The unbelieving Jews could not accept the cross. It was right in their line of vision, but they had to shield their eyes from what they did not want to see. This crucifixion that Christ went through was not on their checklist for the Messiah. It was not in agreement with what they believed. They would purposely have to walk around it because it was in their path. All of their rituals, sacrifices, cleansings, pointed right to it, but they were too focused on what they wanted to believe to accept that this was something necessary for them. If they would actually take a good look at the cross, they would understand that it fell in line with everything they believed. But they didn't want to look. They couldn't move it out of the way, so that meant ignoring it.
I've learned to ignore the lost and found items in my house. It would be better and safer if I would just bend over and pick them up. I'm too determined to stick to my little checklist. Often, I'm too weary and overcome with everything else that I have to do. And really, it is not the picking up, it is the putting away. Every item has a different home, which means trips all over my house.
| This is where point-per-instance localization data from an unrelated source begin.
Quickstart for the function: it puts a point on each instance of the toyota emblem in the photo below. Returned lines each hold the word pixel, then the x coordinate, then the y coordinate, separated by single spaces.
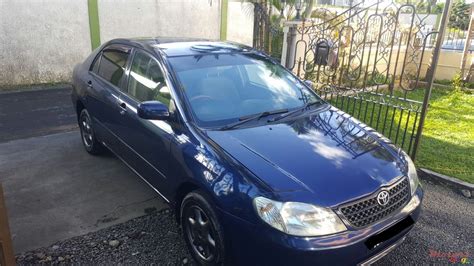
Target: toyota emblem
pixel 383 198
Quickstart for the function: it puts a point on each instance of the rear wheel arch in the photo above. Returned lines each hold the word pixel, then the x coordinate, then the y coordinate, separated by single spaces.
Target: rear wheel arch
pixel 183 190
pixel 79 107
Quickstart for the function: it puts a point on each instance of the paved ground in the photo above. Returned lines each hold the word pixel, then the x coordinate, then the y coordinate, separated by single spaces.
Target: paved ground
pixel 443 236
pixel 36 113
pixel 55 191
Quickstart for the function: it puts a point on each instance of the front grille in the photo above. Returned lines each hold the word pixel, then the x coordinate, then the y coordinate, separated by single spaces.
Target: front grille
pixel 367 210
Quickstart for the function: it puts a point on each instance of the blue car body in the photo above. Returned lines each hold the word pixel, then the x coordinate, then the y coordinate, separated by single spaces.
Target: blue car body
pixel 322 157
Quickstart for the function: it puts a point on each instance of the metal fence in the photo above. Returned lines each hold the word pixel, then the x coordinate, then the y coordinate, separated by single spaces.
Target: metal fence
pixel 368 63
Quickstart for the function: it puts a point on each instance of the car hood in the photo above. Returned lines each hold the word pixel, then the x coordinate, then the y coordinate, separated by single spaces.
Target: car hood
pixel 328 156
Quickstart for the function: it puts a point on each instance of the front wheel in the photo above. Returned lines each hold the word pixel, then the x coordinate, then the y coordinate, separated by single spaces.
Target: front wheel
pixel 202 231
pixel 89 140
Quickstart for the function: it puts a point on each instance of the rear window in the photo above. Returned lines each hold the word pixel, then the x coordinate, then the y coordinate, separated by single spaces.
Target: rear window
pixel 112 65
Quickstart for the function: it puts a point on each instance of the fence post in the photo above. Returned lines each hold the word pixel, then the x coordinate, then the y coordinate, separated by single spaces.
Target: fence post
pixel 430 75
pixel 467 43
pixel 284 48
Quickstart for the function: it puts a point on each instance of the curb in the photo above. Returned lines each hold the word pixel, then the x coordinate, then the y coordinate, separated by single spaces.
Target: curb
pixel 31 88
pixel 457 185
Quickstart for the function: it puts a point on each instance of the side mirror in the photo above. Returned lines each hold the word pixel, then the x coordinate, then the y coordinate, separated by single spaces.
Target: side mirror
pixel 309 83
pixel 165 91
pixel 153 110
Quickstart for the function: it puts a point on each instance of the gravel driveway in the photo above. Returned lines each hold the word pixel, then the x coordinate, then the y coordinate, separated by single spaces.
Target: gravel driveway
pixel 442 236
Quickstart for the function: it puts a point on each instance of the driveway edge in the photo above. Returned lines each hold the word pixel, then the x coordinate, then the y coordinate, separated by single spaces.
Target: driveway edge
pixel 457 185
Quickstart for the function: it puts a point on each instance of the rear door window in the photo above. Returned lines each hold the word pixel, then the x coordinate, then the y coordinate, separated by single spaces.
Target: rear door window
pixel 112 65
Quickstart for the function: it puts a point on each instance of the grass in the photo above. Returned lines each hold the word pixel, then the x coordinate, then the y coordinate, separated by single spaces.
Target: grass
pixel 447 144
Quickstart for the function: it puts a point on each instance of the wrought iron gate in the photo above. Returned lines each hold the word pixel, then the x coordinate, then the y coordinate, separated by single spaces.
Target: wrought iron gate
pixel 267 34
pixel 370 61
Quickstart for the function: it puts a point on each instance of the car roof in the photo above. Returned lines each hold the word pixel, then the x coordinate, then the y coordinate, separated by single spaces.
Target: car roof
pixel 177 46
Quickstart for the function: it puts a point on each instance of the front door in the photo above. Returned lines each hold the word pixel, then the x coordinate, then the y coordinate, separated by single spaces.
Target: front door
pixel 106 80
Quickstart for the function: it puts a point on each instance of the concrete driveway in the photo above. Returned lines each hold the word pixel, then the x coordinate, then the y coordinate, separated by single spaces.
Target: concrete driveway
pixel 54 190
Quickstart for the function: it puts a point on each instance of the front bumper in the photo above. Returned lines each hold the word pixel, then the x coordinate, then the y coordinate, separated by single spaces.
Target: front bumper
pixel 262 245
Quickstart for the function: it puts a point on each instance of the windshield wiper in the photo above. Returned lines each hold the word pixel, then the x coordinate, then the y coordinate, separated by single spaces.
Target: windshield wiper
pixel 302 108
pixel 245 119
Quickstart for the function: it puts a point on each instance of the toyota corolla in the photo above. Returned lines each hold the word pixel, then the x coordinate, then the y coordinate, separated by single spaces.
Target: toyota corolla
pixel 258 168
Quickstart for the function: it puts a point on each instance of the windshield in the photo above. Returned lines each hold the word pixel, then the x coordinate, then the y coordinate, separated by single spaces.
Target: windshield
pixel 221 88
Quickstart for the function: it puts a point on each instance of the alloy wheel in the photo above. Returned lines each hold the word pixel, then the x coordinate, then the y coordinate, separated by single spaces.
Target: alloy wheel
pixel 200 232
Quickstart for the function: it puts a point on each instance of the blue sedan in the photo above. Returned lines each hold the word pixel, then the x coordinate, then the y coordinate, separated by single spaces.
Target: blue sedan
pixel 258 168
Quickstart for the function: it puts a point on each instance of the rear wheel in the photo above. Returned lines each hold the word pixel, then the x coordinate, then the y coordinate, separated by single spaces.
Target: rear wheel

That gets time-consuming. Maybe that is what bothered the Jews the most. If they paid attention to the cross, they would have to fit it in somewhere. They would have to incorporate it somehow into what they believed, and that might take some major reworking. They weren't willing to do that kind of work. They didn't want to give the cross a home. Their biggest mistake is thinking that they would have to make the crucifixion work for them. The crucifixion was the work. They needed to discard their other thoughts and only grab onto that.
My house would look a lot neater if I made sure everything was in its place. It might mean the floor didn't get mopped today. It might mean the refrigerator didn't get cleaned out. It might mean the bookshelves didn't get dusted, again. But that is probably less noticeable than a room littered with misfit items. I would do better to toss my checklist and just do the things that are immediately necessary.